As Gary Small of UCLA states:

“We tend to oversimplify when we argue whether technology is making us smart or making us stupid,” Small says. “The brain is complex and technology is complex; it’s the content, timing, and balance of what we’re doing that’s important. We can argue whatever we want with so little data. It’s not settled; we need to study it. These are the technologies that are part of our lives, so we need to be scientific about it and not conclude from the outset whether it’s all good or all bad. We need to understand it and use it in a way to enhance our lives.”

The complex challenge of understanding the relationship between the environment — technological, urban, ecological — and our human performance is an important driver of change when thinking about communities, schools, and learning envronments.  As our knowledge in this area grows, hopefully we can begin to design and implement interventions to mediate damaging effects and design more brain and body healthy environments for teachers, learners, and families.

How we alter our bodies and brains and the implications for how we think about performance is one of the drivers of change in KnowledgeWorks’ 2020Forecast.

“Advances in neuroscience are revealing new understanding of the brain, its plasticity, and its responsiveness to the environment. Emerging notions of neuro-diversity and physical “disability” will challenge standards of what is “normal” and will spark innovations that help mainstream populations. At the same time, greater threats to human and environmental health from climate change, pollution, war, extreme urbanization, and other natural and human-made disasters will in the next decade create new stresses on minds and bodies. These stresses will converge in schools, some of which will seek to instill a sense of stewardship for self and environment in their students. With their mission to educate all students, these schools will become key sites for interventions to overcome the various challenges of disability and bio-distress and their impacts on learning.”

See Altered Bodies for more.

Welcome to Andrea Saveri’s blog

I’ll be sharing research, ideas, and projects related to amplification, cooperation, and resilience here.
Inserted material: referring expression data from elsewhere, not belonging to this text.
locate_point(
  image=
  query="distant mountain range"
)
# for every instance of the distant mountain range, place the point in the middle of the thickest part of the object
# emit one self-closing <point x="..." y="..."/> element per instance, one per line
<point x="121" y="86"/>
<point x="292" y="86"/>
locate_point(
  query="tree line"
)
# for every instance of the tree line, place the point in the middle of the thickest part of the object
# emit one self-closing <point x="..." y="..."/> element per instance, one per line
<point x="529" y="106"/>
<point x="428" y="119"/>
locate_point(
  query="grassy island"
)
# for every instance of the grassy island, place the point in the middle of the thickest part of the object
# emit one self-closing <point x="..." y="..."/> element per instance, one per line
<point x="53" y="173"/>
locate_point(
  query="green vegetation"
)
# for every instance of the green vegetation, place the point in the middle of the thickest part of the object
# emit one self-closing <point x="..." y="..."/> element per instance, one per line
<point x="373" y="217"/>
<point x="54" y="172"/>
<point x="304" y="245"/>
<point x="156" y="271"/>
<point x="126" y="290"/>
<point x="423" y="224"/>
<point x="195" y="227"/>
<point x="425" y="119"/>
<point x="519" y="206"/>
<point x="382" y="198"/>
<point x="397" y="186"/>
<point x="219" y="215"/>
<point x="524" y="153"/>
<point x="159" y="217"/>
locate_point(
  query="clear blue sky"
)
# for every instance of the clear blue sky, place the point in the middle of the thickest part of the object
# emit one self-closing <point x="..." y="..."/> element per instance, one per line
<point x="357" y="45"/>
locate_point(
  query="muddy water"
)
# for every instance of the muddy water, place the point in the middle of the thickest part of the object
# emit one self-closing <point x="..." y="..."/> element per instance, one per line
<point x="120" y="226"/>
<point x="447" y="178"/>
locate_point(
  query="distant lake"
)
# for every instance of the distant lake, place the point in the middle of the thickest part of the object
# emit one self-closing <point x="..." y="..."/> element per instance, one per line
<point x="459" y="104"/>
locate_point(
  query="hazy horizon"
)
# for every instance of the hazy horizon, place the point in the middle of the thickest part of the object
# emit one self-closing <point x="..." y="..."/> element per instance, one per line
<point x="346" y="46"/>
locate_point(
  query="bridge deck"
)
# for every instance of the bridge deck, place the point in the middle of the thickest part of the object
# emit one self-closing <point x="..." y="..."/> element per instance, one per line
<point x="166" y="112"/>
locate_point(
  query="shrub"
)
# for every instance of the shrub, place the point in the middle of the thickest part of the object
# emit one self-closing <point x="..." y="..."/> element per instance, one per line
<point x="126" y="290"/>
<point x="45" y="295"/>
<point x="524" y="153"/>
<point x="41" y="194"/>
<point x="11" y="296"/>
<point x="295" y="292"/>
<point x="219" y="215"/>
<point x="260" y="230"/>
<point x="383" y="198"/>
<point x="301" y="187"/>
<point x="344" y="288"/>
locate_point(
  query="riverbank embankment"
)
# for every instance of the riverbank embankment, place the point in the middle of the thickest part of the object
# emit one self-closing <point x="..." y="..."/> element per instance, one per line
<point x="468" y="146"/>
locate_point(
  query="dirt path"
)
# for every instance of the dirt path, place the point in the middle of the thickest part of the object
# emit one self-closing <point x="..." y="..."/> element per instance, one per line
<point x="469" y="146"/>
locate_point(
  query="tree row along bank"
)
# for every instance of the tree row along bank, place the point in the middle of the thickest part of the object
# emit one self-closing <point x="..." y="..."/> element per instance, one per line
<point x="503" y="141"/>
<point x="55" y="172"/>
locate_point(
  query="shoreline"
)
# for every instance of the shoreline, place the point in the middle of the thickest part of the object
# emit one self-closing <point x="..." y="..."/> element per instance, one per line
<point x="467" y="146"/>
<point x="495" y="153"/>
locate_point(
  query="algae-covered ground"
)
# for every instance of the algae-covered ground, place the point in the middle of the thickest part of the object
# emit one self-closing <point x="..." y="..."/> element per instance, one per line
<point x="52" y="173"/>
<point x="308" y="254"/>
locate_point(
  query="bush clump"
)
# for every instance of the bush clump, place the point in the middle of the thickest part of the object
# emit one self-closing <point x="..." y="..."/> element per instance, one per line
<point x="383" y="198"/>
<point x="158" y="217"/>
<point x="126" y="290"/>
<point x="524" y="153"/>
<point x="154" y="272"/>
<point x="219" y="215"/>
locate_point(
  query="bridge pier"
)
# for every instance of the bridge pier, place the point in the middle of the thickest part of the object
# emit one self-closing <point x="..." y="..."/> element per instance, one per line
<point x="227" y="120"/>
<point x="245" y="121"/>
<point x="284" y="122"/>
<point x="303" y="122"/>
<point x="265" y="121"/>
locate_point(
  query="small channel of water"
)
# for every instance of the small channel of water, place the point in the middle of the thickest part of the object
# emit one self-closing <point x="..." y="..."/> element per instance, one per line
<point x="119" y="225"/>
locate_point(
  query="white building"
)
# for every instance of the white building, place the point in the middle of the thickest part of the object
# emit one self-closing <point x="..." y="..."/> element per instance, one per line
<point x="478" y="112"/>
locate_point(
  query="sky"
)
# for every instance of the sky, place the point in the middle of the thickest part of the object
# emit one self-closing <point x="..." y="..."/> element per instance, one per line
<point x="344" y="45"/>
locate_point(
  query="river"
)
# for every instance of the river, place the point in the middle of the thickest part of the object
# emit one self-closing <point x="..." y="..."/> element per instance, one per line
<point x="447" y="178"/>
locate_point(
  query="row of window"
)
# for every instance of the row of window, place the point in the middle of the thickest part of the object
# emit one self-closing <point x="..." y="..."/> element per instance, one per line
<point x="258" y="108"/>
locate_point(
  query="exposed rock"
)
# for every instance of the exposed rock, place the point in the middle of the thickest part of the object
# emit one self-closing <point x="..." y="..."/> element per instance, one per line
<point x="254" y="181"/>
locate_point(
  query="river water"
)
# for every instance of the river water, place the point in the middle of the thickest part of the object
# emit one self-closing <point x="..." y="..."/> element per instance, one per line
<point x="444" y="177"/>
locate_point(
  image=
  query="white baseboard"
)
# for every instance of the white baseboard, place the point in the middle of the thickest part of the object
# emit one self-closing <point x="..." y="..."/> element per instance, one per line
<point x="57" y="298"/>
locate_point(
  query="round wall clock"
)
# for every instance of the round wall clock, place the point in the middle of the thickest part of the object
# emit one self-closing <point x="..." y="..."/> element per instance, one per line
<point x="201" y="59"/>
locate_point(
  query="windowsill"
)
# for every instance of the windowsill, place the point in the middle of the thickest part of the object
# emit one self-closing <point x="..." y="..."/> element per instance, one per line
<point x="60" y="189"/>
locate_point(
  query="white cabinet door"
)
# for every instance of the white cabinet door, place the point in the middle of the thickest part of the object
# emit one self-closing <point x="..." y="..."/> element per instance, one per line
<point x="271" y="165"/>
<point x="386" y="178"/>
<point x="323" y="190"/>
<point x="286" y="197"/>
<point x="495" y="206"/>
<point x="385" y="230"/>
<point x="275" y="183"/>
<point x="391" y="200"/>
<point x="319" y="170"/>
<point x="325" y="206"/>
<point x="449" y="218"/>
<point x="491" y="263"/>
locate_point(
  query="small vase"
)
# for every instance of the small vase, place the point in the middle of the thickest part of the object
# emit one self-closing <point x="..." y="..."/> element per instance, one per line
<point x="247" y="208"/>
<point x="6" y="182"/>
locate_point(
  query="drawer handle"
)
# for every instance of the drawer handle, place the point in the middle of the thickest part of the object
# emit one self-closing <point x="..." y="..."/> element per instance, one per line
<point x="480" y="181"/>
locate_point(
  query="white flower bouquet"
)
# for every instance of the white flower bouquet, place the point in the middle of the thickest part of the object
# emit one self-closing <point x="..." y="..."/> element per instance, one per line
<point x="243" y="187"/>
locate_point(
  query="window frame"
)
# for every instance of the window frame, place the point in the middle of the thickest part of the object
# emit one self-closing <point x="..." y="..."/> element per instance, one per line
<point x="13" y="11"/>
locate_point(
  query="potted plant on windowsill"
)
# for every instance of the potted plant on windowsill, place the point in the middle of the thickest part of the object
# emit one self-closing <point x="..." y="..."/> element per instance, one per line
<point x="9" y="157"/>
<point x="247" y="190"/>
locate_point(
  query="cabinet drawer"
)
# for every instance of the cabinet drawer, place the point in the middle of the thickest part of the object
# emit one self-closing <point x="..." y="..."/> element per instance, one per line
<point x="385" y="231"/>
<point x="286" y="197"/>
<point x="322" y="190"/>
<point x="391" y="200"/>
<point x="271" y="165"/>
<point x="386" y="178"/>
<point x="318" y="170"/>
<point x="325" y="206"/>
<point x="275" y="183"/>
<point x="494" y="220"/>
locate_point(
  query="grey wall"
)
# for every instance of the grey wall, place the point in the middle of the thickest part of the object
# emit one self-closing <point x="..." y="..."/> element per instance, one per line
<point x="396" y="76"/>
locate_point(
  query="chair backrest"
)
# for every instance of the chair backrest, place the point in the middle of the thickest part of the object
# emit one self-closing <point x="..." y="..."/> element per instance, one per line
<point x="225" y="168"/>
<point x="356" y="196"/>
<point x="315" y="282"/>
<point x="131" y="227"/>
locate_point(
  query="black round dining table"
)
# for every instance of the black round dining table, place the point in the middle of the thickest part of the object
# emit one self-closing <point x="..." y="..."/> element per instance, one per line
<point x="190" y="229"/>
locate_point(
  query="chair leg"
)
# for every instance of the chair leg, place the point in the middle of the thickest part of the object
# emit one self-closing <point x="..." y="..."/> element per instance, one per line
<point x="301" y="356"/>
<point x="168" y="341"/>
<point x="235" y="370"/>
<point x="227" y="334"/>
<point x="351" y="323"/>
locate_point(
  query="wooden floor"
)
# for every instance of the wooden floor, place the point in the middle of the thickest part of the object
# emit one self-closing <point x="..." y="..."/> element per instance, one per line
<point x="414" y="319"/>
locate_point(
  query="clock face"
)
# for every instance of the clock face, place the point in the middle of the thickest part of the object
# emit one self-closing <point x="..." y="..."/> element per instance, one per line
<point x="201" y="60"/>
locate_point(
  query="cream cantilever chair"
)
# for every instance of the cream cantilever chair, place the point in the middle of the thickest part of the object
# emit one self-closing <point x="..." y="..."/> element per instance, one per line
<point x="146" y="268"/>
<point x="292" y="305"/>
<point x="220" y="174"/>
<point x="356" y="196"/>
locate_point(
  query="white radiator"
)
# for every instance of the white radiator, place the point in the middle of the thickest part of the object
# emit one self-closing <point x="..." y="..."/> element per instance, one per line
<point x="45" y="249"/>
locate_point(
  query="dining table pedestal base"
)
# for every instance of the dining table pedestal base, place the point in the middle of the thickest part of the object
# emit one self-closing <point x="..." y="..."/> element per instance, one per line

Specifically, I am interested in how we can amplify ourselves — as individuals, as members of communities, as decision-makers in institutions, and as a society — to become more resilient in an uncertain future.

New technologies and digital media can amplify our individual and collective human capacities to sense our world, create new insights, and build platforms that enable us to cooperate to regenerate our civic, economic, and political life. Cooperative strategies inform us about ways to interact to avoid social dilemmas that result in unsustainable and inequitable outcomes. Together, strategies for amplification and cooperation can help create systems that are more resilient — ones that adapt to crisis by absorbing shocks and learning, reorganizing, and generating new patterns for renewal and growth. I’ll be using this blog to explore what amplification, resilience, cooperation, and digital media hold for community life and civic discourse, alternative systems of education, innovation, local economies and micro production, and youth.